POLOWANIE
Dzik Absur
miał dosyć zadymionych miast i znowu zapragnął
zieleni. Wybrał losowo kierunek i po kilku godzinach szybkiego marszu
dotarł do pięknego dzikiego lasu.
Wszedł w
niego z rozkoszą. Oddychał pełną piersią, aż kot wyjrzał z kieszeni zdziwiony.
- Hop, hop,
lesie! Jesteś wspaniały i wieczny! - krzyknął Absur.
- Hop, hop
- odpowiedziało echo lasu.
Nagle huk,
nagle świst. Koło ucha dzika Absura przeleciała kula.
Zza grubego
dębu wyjrzał człowiek ze strzelbą, ubrany na zielono, czerwony z wściekłości na
twarzy.
- Precz
stąd, durniu jeden! - krzyknął. - Tu jest teren polowań. Nie umiesz czytać?!
Wkoło lasu są napisy jak byk!
-
Przepraszam bardzo. Las jest dla wszystkich - mamrotał trochę wystraszony
Absur, bo kto by się nie bał, stojąc przed lufą karabinu.
- Dzisiaj
nie dla wszystkich.

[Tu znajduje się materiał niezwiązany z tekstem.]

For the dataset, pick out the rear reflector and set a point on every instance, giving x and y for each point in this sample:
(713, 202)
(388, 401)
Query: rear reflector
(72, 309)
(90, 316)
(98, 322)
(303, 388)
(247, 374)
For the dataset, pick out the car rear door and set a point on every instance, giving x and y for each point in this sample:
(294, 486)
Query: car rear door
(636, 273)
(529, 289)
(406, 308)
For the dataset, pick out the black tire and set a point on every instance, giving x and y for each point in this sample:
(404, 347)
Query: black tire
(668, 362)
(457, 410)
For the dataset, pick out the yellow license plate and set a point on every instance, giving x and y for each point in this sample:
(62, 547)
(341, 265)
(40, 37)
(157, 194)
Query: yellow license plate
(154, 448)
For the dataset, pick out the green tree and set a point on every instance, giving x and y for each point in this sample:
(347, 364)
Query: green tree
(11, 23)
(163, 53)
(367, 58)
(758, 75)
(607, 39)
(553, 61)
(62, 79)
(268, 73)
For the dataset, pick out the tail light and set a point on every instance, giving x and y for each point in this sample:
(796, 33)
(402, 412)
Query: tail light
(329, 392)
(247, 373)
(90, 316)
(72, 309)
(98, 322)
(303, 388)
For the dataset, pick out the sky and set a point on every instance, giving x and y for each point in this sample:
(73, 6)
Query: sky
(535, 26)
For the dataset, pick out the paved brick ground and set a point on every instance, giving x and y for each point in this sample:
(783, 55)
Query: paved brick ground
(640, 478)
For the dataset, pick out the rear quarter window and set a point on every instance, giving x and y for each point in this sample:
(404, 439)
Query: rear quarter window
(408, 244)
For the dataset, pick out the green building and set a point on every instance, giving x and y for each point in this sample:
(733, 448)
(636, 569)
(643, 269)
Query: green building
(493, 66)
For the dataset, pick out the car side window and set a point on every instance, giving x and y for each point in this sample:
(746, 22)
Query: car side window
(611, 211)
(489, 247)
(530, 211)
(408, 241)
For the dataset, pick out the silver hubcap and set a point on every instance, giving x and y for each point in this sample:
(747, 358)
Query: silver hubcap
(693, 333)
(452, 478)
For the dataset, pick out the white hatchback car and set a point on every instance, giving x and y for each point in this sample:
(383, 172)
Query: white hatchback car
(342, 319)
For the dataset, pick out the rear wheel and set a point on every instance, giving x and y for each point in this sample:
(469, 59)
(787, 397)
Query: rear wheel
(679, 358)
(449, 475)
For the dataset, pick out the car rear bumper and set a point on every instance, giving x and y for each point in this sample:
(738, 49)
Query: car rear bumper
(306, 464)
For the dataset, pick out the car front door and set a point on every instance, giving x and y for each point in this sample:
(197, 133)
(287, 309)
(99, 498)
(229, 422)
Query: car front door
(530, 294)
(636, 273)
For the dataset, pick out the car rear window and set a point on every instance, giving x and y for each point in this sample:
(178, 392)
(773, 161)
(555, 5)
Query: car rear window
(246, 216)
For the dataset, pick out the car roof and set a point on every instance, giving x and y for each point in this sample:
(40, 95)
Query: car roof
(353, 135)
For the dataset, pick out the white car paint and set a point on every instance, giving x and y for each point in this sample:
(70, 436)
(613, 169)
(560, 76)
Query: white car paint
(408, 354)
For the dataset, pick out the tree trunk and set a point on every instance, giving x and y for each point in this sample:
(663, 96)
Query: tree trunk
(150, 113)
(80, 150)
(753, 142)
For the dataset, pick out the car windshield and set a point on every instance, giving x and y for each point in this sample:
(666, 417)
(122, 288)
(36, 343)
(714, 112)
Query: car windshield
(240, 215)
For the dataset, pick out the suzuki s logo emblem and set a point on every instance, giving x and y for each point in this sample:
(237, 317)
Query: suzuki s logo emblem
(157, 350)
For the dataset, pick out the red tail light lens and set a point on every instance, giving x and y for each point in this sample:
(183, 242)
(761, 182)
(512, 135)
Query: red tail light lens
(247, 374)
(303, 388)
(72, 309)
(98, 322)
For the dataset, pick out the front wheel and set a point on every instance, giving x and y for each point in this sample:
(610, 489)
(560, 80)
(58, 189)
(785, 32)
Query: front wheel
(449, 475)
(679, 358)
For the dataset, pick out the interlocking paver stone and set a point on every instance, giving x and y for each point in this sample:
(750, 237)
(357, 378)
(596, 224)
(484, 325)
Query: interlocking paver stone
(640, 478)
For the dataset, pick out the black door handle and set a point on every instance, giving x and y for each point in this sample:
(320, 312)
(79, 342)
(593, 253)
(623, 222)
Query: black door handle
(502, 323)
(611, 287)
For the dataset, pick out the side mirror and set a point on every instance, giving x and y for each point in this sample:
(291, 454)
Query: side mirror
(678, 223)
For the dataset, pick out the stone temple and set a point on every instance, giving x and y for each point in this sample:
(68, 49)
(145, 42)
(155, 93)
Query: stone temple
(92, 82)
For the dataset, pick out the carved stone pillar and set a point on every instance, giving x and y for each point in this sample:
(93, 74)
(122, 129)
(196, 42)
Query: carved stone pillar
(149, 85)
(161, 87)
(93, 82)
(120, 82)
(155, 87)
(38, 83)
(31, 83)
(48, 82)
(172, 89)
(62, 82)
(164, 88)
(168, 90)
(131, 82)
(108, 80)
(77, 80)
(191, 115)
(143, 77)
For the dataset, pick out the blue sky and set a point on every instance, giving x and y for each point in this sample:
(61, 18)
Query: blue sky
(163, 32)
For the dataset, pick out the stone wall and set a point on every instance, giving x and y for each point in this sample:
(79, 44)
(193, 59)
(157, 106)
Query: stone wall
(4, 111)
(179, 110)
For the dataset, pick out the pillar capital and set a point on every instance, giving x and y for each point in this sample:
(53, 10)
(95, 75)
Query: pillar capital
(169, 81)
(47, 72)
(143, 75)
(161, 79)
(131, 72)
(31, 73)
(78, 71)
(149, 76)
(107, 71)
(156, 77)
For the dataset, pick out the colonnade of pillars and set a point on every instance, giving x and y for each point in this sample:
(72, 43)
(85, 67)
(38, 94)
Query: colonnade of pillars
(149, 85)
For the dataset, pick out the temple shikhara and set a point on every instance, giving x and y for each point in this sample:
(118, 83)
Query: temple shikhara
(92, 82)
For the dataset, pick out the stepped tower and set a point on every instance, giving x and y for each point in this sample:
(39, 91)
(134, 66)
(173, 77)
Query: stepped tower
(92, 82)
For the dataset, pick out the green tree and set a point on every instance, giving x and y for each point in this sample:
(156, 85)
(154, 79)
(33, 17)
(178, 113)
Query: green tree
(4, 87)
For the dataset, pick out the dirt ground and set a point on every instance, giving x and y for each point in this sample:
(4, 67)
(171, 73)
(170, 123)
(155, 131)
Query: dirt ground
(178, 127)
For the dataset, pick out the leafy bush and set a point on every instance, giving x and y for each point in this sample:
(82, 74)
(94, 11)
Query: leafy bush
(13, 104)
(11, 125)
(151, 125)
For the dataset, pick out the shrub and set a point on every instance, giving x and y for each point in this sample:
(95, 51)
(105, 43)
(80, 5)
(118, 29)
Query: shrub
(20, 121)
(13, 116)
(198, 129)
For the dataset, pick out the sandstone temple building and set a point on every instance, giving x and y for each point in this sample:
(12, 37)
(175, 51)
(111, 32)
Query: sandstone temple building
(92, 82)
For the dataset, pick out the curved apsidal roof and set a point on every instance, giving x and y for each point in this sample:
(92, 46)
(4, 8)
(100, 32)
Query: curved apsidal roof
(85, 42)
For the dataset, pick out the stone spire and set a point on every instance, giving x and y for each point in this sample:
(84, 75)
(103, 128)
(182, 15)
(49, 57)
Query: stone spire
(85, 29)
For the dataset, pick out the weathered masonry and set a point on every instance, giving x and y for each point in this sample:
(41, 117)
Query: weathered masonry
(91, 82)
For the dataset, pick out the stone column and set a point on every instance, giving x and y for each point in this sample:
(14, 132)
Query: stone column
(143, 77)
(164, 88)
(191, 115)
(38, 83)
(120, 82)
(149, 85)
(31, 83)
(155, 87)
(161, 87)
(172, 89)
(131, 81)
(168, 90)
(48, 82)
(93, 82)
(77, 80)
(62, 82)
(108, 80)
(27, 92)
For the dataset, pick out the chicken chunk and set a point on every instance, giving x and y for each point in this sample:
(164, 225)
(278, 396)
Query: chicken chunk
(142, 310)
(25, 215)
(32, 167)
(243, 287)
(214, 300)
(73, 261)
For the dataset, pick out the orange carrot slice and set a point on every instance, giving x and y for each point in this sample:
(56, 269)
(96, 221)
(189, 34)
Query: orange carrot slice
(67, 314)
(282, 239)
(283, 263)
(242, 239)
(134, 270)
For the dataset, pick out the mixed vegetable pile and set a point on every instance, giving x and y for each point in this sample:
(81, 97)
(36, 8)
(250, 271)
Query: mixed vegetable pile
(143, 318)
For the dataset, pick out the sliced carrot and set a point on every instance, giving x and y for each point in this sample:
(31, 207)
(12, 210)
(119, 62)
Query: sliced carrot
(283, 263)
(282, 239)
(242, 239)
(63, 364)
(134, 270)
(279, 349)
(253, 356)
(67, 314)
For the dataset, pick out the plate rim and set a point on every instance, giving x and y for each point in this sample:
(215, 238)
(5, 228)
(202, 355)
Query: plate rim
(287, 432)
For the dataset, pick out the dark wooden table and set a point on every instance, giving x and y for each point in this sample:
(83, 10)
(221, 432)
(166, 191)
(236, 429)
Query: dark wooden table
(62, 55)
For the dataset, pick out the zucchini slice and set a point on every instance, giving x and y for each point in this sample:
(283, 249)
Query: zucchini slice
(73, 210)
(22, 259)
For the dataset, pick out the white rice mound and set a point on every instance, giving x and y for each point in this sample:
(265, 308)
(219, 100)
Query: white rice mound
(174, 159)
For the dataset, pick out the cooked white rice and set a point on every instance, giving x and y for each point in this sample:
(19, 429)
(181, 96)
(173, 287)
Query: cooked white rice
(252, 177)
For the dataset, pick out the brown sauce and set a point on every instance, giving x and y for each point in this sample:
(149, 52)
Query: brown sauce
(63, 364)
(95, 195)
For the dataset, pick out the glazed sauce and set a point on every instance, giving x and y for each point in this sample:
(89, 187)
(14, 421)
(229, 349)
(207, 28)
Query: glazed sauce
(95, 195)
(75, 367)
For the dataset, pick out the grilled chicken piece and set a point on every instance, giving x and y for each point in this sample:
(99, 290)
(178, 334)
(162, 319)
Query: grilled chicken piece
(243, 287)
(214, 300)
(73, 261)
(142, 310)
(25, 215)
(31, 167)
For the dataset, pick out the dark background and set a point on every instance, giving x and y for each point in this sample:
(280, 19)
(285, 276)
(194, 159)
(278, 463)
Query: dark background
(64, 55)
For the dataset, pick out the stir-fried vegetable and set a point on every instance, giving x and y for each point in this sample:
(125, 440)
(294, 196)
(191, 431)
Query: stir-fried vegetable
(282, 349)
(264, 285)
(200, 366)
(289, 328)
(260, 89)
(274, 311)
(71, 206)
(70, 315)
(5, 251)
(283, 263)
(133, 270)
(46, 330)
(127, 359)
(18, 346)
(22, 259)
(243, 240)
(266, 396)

Dzisiaj jest dla myśliwych, nie dla łazęgów…
- Dobrze,
panie myśliwy. Przyjdę kiedy indziej. Myślę też, że pański niecelny strzał w
moją stronę przepłoszył zwierzynę i uciekła do innego lasu - powiedział dzik
Absur odważnie i odwrócił się na pięcie.
- Precz! -
zasyczał myśliwy, znowu w niego celując.
Ale bał się
wystrzelić.
Bo w sumie
nie był za odważny i nie zawsze myślący.